Another important thing they explained to me: Seattle Engraving does not take orders for one-off custom guns, such as featuring customer’s names, graduation dates, hunting scenes, etc. This is due to possible errors in communication; perhaps caused by a customer’s imagining how the finished firearm might look compared to how the finished product actually looked. It’s a little like when you see a movie after reading the book – it’s often not exactly the way you perceived it, right?
In the interest of thoroughness, I also did a little research into do-it-yourself plating of firearms and parts. I found an interesting firm in Layton, Utah: Gold Plating Services, Inc. (GoldPlating.com, 801/546-6200) that can offer quotes. They have a minimum $500 job charge.

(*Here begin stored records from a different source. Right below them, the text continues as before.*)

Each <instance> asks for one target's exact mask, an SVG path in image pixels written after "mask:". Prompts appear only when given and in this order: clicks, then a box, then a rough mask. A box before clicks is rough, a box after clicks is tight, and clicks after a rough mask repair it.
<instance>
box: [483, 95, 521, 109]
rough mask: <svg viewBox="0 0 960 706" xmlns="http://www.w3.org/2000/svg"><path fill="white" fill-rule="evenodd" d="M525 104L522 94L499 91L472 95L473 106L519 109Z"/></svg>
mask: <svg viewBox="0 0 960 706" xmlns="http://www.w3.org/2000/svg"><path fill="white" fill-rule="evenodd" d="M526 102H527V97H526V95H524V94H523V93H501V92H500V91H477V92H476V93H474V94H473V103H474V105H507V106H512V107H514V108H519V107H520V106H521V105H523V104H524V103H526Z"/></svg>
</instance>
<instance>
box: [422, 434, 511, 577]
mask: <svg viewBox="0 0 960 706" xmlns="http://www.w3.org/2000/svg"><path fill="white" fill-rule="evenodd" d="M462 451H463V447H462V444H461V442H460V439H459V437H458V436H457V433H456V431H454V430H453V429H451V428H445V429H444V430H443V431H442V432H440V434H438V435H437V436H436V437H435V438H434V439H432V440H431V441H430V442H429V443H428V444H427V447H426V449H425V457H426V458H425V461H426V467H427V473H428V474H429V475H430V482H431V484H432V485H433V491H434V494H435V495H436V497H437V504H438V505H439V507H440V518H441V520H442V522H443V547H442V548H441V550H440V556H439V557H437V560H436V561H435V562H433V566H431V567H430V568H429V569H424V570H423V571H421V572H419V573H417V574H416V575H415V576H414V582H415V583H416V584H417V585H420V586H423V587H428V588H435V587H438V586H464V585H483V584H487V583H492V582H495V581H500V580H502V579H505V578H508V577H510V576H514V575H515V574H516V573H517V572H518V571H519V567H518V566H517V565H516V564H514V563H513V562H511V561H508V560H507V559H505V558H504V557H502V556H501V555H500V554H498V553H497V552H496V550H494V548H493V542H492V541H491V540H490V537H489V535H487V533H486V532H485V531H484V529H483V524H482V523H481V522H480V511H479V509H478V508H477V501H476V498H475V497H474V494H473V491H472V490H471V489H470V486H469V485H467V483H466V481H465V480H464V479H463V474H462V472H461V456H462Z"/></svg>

Caswell, Inc (CaswellPlating.com, 855/CASWELL) is a firm I have personally worked with in the past, although on a small scale for work on triggers, grip screws, etc. You would probably want to talk to their Tech Support people before undertaking anything as large as a handgun slide or frame, much less an AK-47 barreled receiver! Finally, there’s a somewhat obscure firm called Texas Platers Supply (214/330-7168, 2453 W. Five-Mile Pkwy., Dallas TX 75233). They have been featured in several interesting articles but do not seem to have a website.
Regardless, I’m afraid that a DIY plating job will be a long way away from the gorgeous work I’ve seen at the Seattle Engraving facilities, and then there’s the engraving itself. But good luck. There’s obviously an interesting market for these beauties and we have an opportunity to jump into it!